Robert De Niro on art, validation and his father’s legacy

The actor participated in a panel discussion and took questions with students and others after screening a documentary on the life of his father, the artist Robert De Niro Sr.

PROVIDENCE, R.I. [Brown University] — When Robert De Niro took the stage of the DeCiccio Family Auditorium at Brown’s Salomon Center for Teaching last night, he was met with cheers from the 400-plus audience members, most of whom were students. The crowd had just viewed the documentary “Rembering the Artist: Robert De Niro Sr.,” which documents the life and work of De Niro’s father, a member of the New York school of painters whose early acclaim as a semi-representational painter was overshadowed by the fame afforded abstract expressionists and pop artists.

De Niro had accepted an invitation to come to the University to participate in a panel discussion and question-and-answer session as part of the Ivy Film Festival, a weeklong student-run festival that showcases student films, feature films and documentaries, and includes panels and discussions with members of the industry.

Audience members
Audience members in a capacity crowd at the DeCiccio Family Auditorium line up to ask questions.

Brown President Christina Paxson moderated the panel, and De Niro was joined by two Brown alumnae who were essential to the making of the documentary: Perri Peltz, who produced and co-directed the film with Geeta Gandbhir, and Megan Fox Kelly, an art advisor and the manager of Robert De Niro Sr.’s estate.

The film, which was made with archival footage and includes excerpts from De Niro Sr.’s journals as well as interviews with friends recorded after his death, evolved from a personal, archival project into a public project, released by HBO in 2014 and scheduled for re-release this year. Peltz said she and her colleagues realized that De Niro Sr.’s story was representative of other artists’ experiences as well as a narrative about his own dedication to his art.

Asked by an audience member if he had any concerns about making the film public, De Niro said: “I had no reservations. I had to do it.” He answered a question about the impact making the film had on his grieving process by saying: “It helped because I did what I set out to do. It was my obligation, my responsibility.”

That sense of responsibility arises in part from De Niro’s firsthand knowledge of the depth of his father’s commitment to his art. “His dedication even when he was young — it was very strong. I saw it and I sensed it,” the actor said, fighting back tears.

In the film, De Niro says of his father, “part of recognition is luck… I just want to see him get his due.” Kelly noted that De Niro Sr. had an exhibition every year during his career, which she identified as a signal achievement, but one that did not seem to satisfy the artist. De Niro said that his father worked almost compulsively. “That was what my father wanted to do. It’s not even a virtue, it’s just what he wanted to do.”
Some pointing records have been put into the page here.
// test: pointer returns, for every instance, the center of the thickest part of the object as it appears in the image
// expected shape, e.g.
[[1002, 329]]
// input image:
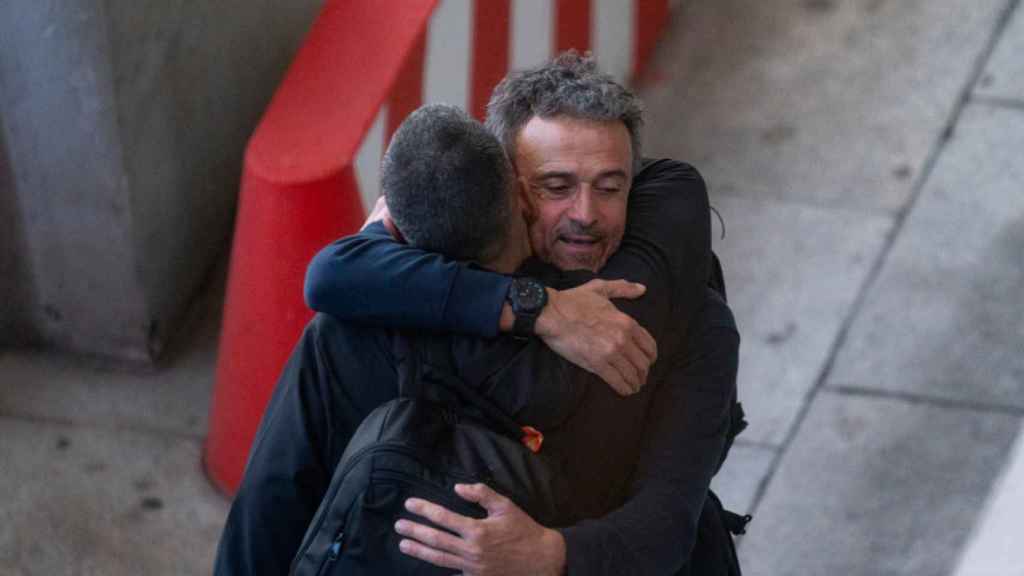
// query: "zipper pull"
[[335, 550]]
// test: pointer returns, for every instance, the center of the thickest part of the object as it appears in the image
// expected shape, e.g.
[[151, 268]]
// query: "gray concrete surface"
[[1004, 77], [93, 501], [963, 337], [873, 265], [125, 124], [802, 266], [872, 487], [824, 101]]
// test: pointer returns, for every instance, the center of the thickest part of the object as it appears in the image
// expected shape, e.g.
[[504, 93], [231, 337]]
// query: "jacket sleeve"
[[372, 279], [315, 407], [369, 278], [667, 247], [654, 530]]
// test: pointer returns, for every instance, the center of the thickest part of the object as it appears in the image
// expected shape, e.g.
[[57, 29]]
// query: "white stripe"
[[532, 33], [449, 52], [368, 161], [995, 548], [613, 28]]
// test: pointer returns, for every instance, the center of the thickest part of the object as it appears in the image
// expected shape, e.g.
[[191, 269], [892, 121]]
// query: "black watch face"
[[528, 295]]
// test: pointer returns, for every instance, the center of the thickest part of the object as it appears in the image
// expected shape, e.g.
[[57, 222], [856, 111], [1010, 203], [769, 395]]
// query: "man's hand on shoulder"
[[507, 542], [583, 326]]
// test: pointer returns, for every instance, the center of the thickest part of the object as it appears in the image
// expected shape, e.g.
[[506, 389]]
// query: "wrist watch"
[[527, 297]]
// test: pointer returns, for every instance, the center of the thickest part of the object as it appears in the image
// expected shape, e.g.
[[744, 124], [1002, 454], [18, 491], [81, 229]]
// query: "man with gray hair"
[[340, 371], [641, 464]]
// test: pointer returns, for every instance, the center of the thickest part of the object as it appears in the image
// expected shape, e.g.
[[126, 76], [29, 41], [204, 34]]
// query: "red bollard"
[[299, 193]]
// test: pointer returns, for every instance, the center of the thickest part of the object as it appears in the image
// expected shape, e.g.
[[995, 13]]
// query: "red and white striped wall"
[[469, 45], [312, 165]]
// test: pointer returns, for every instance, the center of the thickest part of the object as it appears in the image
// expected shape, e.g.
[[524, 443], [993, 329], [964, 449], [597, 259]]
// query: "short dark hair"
[[448, 182], [569, 85]]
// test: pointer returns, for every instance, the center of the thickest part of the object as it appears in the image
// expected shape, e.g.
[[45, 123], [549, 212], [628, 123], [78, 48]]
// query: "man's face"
[[577, 176]]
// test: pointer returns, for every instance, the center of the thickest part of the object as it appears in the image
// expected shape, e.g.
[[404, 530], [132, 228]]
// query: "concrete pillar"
[[125, 124]]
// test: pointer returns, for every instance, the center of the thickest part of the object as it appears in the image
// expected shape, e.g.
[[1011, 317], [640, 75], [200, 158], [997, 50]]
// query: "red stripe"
[[304, 133], [650, 17], [407, 93], [572, 25], [492, 41]]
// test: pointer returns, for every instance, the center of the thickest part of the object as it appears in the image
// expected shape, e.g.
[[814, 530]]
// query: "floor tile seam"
[[67, 422], [762, 445], [1008, 103], [769, 196], [924, 400], [883, 254]]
A student asked De Niro for advice about how to avoid having regrets about one’s relationship with his or her parents. “A lot of us still have the opportunity to know our parents,” the student said. “Do you have advice on how we can know and love them?”

Robert De Niro
Robert De Niro discussed his late father's devotion to his art.

“Don’t take them for granted while they are around, because one day they won’t be,” De Niro answered. “You have to force yourself to do certain things with your parents. I wish I had spent more time with my parents, even if in the moment you don’t want to… Just try to be aware.”

De Niro added that he did not view his own busyness during his parents’ lifetime as a regret and that he did make time for them and travel with them. As an active person, he said, he wanted his own children to be active and feels that his parents were happy that he had not been doing something “negative, wallowing or depressing” during their lifetimes.

Peltz shared a story about De Niro Sr. — whom his former students had characterized as a man of few words in class — insisting that all of his art students to go out and see his son’s first film when it came out. “We know he was tremendously proud of Bob and his work,” she said.

During the hourlong presentation, De Niro and the panelists answered a variety of questions from audience members, who formed two long lines at the microphones. Almost all of them thanked the actor and the panelists for being there, several described De Niro’s visit as “a blessing.” At least two became emotional when their questions included references to their own late fathers.

When asked for advice from a student filmmaker on what he should do to make inroads in the industry, De Niro’s advice seemed to reflect what he had learned watching his father. He said, “Follow your own instincts. Nobody can do it like you. That’s the simplest way to distinguish yourself.”